Diakonie Stiftung Salem eröffnet Wohnkonzept-Dützen mit 24 Plätzen

Selbstbestimmt Leben im eigenen Quartier – in geselliger Gemeinschaft und bei Bedarf mit pflegerischer Unterstützung: Mit der neuen Wohneinrichtung für Menschen mit Betreuungs- und/oder Pflegebedarf setzt die Diakonie Stiftung Salem ein völlig neues Konzept um. Nach nur 14 Monaten Bauzeit sind auf dem Gelände der ehemaligen Schule Dützen zwei ambulant betreute Wohngemeinschaften entstanden, in denen künftig bis zu 24 Seniorinnen und Senioren ihr Zuhause finden. Im Obergeschoss des Gebäudes finden sich außerdem neun barrierearme Appartements zur freien Anmietung. Bei einer Übergabefeier, die aufgrund der Corona-Pandemie im kleinen Kreis und unter Einhaltung besonderer Hygienestandards stattfand, wurde das neue Wohngebäude jetzt präsentiert.

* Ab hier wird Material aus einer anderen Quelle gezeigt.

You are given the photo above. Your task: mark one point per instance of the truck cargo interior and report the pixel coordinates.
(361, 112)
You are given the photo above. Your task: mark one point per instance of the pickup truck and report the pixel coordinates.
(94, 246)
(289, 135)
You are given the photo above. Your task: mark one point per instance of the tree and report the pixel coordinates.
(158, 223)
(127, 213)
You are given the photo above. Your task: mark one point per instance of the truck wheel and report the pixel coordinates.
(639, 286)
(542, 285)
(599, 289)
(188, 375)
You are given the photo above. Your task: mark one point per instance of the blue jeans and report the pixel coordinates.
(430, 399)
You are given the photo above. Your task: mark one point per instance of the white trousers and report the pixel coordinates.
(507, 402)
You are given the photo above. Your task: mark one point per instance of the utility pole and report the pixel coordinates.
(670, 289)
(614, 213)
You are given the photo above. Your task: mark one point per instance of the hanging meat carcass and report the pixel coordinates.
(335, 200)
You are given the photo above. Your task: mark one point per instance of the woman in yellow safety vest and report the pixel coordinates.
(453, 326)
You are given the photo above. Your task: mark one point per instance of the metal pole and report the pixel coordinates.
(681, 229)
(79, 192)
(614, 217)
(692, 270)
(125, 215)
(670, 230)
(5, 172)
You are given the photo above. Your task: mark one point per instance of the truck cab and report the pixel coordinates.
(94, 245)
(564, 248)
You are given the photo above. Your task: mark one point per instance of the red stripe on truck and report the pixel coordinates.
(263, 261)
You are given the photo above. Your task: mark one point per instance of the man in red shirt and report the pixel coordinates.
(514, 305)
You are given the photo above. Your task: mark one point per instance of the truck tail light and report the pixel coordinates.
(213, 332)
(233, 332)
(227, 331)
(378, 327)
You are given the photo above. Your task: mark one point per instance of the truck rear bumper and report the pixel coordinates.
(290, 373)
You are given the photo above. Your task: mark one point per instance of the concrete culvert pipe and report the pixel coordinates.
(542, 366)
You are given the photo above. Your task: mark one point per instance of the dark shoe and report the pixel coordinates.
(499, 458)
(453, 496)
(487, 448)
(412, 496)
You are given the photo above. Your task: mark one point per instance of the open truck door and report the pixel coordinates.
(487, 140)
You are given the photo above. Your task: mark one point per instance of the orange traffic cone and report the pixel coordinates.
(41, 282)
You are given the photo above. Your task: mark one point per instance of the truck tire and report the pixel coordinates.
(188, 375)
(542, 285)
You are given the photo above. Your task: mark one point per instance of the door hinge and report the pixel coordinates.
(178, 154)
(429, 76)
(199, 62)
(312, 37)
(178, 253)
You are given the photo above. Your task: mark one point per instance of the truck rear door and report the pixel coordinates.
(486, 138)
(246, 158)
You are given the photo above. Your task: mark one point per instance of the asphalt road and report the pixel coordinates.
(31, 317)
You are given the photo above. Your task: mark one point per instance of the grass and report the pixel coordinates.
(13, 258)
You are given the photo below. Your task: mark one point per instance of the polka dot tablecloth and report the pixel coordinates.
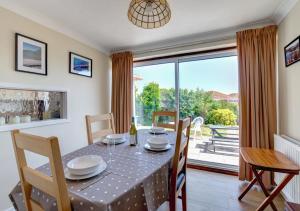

Christian Schultz, kaufmännischer Vorstand der Diakonie Stiftung Salem, begrüßte die Gäste auf dem Gelände des neuen Wohngebäudes. Mit einer Andacht feierten die Besucherinnen und Besucher die Fertigstellung des Hauses. „In der Gemeinschaft in diesem Haus wird etwas von Gottes Segen spürbar werden“, sagte Pfarrer Thomas Lunkenheimer, theologischer Vorstand der Diakonie Stiftung Salem. Danach richtet Christian Schultz ein Grußwort an die Gäste, in dem er insbesondere den begleitenden Behörden und allen am Bau beteiligten Gewerken aus der Region dankte. „Wir haben hier ein ambitioniertes Projekt realisiert. In nur 14 Monaten Bauzeit vom ersten Spatenstich bis heute“, sagte Christian Schultz. Als Geschenk für das neue Wohngebäude überreichte der Vorstand der Diakonie Stiftung Salem einen Haussegen an Geschäftsbereichsleiter Carsten Wöhler und Claudia Poier, Leiterin der Diakoniestation Minden. Das Segenswort auf Glas wird künftig im Eingangsbereich des neuen Gebäudes hängen. Hans-Jörg Deichholz, Sozialdezernent des Kreises Minden-Lübbecke, ging in seinem anschließenden Grußwort auf das innovative Konzept des neuen Hauses ein. „Dieses Wohngebäude ist eine Bereicherung für die Stadt Minden“, sagte Hans-Jörg Deichholz. Bürgermeister Michael Jäcke hob in seinem Grußwort die besondere Geschichte des Areals hervor, das eben nicht an den Meistbietenden verkauft worden sei, sondern konzeptbezogen zur weiteren Entwicklung des Quartiers. „Ich hoffe, dass wir gemeinsam mit der Diakonie Stiftung Salem noch viele solcher Projekte umsetzen können“, so Michael Jäcke.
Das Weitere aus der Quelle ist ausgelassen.